Mesmo assim, há de se ser justo e relembrar que o programa apresentado ainda era o mais avançado dentre todos os candidatos, pois foram preservadas as propostas da adoção de crianças por casais homoafetivos e o apoio à Lei João Neri que prevê a requalificação civil de pessoas trans. No entanto, esse equívoco ocorrido na publicação infelizmente fragilizou a campanha e começamos a ser atacados e acusados de que essa mudança teria se dado pelos tuítes oportunistas do Malafaia.

O Malafaia nunca compôs nada com a Rede e é um oportunista de marca maior.Afirmar que o Malafaia tenha qualquer influência na Rede é desconhecer totalmente o movimento. Também não vejo na Marina qualquer restrição aos direitos civis LGBT. Acho que a Marina é uma pessoa muito aberta a essa questão de Direitos Humanos. Basta ler a versão final do programa para entender isso. Mas no calor da campanha, ganhou quem fez o marketing, não quem apresentou propostas e firmou compromissos por escrito.

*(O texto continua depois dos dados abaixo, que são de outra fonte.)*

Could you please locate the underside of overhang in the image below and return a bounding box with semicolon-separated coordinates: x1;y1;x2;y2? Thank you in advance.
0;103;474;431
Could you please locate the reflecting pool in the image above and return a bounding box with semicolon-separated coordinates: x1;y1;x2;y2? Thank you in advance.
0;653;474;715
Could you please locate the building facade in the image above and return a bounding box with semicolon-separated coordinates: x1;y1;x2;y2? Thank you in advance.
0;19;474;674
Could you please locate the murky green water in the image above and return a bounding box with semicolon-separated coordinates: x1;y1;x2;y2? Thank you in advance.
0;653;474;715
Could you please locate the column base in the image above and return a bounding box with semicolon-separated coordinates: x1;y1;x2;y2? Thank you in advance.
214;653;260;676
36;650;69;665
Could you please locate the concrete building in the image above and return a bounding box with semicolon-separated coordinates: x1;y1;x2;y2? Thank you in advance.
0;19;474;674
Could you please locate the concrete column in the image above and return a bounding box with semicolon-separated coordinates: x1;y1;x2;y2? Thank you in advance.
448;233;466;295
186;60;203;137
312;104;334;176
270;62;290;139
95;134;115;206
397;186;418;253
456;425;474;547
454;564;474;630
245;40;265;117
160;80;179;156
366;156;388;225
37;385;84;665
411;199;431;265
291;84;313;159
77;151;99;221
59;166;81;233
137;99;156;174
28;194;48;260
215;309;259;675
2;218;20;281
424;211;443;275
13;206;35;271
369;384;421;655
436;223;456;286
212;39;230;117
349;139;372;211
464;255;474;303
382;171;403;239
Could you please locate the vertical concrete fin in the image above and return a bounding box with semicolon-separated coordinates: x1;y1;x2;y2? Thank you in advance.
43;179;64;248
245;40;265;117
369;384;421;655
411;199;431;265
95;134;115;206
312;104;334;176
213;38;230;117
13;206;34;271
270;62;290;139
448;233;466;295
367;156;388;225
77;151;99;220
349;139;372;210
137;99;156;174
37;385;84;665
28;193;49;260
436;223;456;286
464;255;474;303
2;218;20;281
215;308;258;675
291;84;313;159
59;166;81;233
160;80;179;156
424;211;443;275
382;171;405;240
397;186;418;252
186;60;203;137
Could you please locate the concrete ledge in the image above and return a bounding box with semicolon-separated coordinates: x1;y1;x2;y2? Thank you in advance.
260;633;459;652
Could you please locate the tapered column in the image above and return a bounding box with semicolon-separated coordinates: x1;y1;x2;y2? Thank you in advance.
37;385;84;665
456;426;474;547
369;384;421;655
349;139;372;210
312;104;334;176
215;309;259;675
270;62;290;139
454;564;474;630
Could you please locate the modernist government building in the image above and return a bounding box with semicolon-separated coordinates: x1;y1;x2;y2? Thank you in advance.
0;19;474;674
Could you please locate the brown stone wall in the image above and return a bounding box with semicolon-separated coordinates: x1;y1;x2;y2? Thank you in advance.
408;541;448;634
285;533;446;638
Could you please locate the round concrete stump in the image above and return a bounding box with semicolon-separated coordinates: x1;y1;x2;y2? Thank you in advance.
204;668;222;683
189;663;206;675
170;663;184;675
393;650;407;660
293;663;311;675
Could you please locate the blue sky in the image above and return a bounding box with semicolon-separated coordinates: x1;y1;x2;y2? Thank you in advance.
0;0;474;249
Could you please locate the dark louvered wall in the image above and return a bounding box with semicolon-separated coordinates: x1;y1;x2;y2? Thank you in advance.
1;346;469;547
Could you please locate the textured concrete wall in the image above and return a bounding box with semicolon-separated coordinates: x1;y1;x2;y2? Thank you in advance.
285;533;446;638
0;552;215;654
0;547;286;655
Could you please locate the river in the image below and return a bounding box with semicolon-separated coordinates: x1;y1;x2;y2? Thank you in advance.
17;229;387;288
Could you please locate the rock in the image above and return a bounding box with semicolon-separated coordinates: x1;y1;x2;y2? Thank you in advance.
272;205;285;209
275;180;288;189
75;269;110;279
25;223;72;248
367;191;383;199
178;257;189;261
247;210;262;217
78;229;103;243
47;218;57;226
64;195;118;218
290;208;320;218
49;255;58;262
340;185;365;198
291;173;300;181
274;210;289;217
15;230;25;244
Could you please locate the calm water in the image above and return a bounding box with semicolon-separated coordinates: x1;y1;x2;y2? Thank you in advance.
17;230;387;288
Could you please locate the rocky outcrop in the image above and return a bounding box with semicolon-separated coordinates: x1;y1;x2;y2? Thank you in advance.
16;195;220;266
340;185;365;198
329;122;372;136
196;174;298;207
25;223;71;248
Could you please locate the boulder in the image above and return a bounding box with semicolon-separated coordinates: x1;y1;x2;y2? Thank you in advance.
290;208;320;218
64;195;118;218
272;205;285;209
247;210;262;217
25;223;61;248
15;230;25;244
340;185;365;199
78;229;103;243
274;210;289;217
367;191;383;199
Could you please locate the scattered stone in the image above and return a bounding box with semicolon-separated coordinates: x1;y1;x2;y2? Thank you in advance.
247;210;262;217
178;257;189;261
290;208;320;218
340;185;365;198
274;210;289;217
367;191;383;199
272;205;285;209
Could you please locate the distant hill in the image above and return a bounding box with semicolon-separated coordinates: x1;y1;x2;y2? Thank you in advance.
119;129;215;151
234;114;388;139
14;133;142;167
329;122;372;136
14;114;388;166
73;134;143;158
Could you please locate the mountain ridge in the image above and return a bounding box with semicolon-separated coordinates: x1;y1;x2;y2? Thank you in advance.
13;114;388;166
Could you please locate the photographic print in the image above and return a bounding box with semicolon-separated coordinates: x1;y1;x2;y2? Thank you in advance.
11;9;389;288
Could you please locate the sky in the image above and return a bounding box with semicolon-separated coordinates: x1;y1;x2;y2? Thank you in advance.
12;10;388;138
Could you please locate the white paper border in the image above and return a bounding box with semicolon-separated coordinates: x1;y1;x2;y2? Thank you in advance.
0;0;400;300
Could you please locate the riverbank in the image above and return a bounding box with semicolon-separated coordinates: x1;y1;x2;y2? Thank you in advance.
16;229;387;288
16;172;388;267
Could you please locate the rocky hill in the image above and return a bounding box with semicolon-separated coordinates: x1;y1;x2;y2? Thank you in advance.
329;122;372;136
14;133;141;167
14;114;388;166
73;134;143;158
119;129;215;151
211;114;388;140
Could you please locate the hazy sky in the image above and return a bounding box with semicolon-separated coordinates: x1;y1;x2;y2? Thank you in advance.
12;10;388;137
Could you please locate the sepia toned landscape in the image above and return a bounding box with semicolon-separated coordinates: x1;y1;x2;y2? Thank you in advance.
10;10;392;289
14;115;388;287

Há espaço para as populações LGBT na Rede?

Claro! A Rede já nasce com o entendimento de sustentabilidade. Não há como se pensar a sustentabilidade sem se pensar na diversidade. A diversidade está em todos os aspectos. A diversidade cultural, a diversidade ecológica, a diversidade humana e, claro, a diversidade sexual. Esse é um compromisso da Rede.

É um partido que acolhe a diversidade humana. Que acolhe a pluralidade e a diversidade de vozes. A Rede não é um partido de uma só cor. Ela já nasce com atenção especial para a condição humana.

O elo Diversidade em Rede, de forma horizontal e num exercício de compartilhamento de saberes, tem discutido e trabalhado intensamente para a construção de uma agenda LGBT dentro do partido. Já aprovamos em nível estadual, pelos elos do Rio de Janeiro e São Paulo, com ratificação pelo Elo Nacional, duas Propostas de Resolução de Interesses dos Filiados (PRIF), norteando as defesas do partido em relação à diversidade sexual, bem como em defesa da laicidade do Estado. Além disso, temos acolhido os novos parlamentares e membros vindos de outras legendas apresentando nossos valores e agendas, conscientizando-os quanto a esse compromisso.

Para concluir: o que as pessoas poderiam fazer para colaborar com a melhoria da qualidade de vida da população trans?

É tanta coisa, mas ao mesmo tempo é tão simples. O que mais pesa é o desrespeito. É como se a sociedade quisesse invisibilizar as pessoas trans. Mas elas existem. São uma realidade que a maioria não quer enxergar. São corpos que transgridem o gênero. “Anormais” para os padrões e relegados à margem social.

O não reconhecimento das identidades trans é o principal problema. Dele originam os demais, como a dificuldade de acesso ao trabalho. O mercado de trabalho rejeita. Faltam oportunidades. Hoje, há uma estimativa de que 90% dessa população vive como profissional do sexo. Nunca, nenhuma população oprimida ou marginalizada no país, de mulheres, de negros ou outros, foi reduzida a praticamente uma só atividade econômica. E não estou aqui julgando quem faz isso por opção. A questão é que não pode ser a única opção.

Porque ou você trabalha, ou você não vive, você não se alimenta. Tem gente que acha que a pessoa trans vive de ar, ou de glitter, ou de brilho. Não, a pessoa trans tem que comer, tem que beber, tem que se vestir. Tem que fazer no mínimo duas refeições por dia. Tem que ter acesso à saúde e à educação. De vez em quando ir ao cinema.

No entanto, essas necessidades são negligenciadas. Enquanto o movimento LGBT está discutindo e reivindicando o direito civil, as pessoas trans tem que discutir o direito a suas necessidades mais básicas. Até mesmo as fisiológicas, como em qual banheiro podem entrar ou direitos sociais como trabalho, saúde e educação. Uma coisa impensável no século 21.